Hedge funds overseeing more than $5 billion drew 70 percent of net capital raised by the industry in 2011, according to Chicago-based Hedge Fund Research. Though that's down from 80 percent in 2010, the largest firms are still the most able to absorb the large checks written by clients such as pension funds and sovereign-wealth funds.

"As institutions increase their allocation to hedge funds, the focus on established managers with longer track records, significant assets under management and robust infrastructure will continue," said William Smith, Morgan Stanley's European head of hedge fund capital introductions.

Corner Cafe, Starbucks

Barclays analysts say they're skeptical that investors will follow through on intentions to allocate more to small managers. The bank's poll surveyed 165 hedge-fund clients who had about $500 billion invested during last year's third quarter.

"It's more an indicator of desire for size diversification, rather than something that is necessarily going to translate into action," said Anurag Bhardwaj, Barclays Capital's head of strategic consulting. "If there is extreme market volatility and you don't know what is going to happen next, your instinctive reaction is to stick with the tried and tested."
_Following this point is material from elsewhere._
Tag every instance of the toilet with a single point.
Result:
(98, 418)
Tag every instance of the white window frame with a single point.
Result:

Another risk of investing in hedge funds with less than $1 billion of assets is that they are more reliant on incentive fees generated from good performance to run their business and pay staff, Bhardwaj said. A stretch of losing years can force a small firm to shut down because it can't retain talent, he said.

Maraviglia concedes that's true.

"If you take a hit or something goes wrong, there's a bigger risk of blowing up," he said. "It's more likely for a small coffee shop down the road to go bust than Starbucks."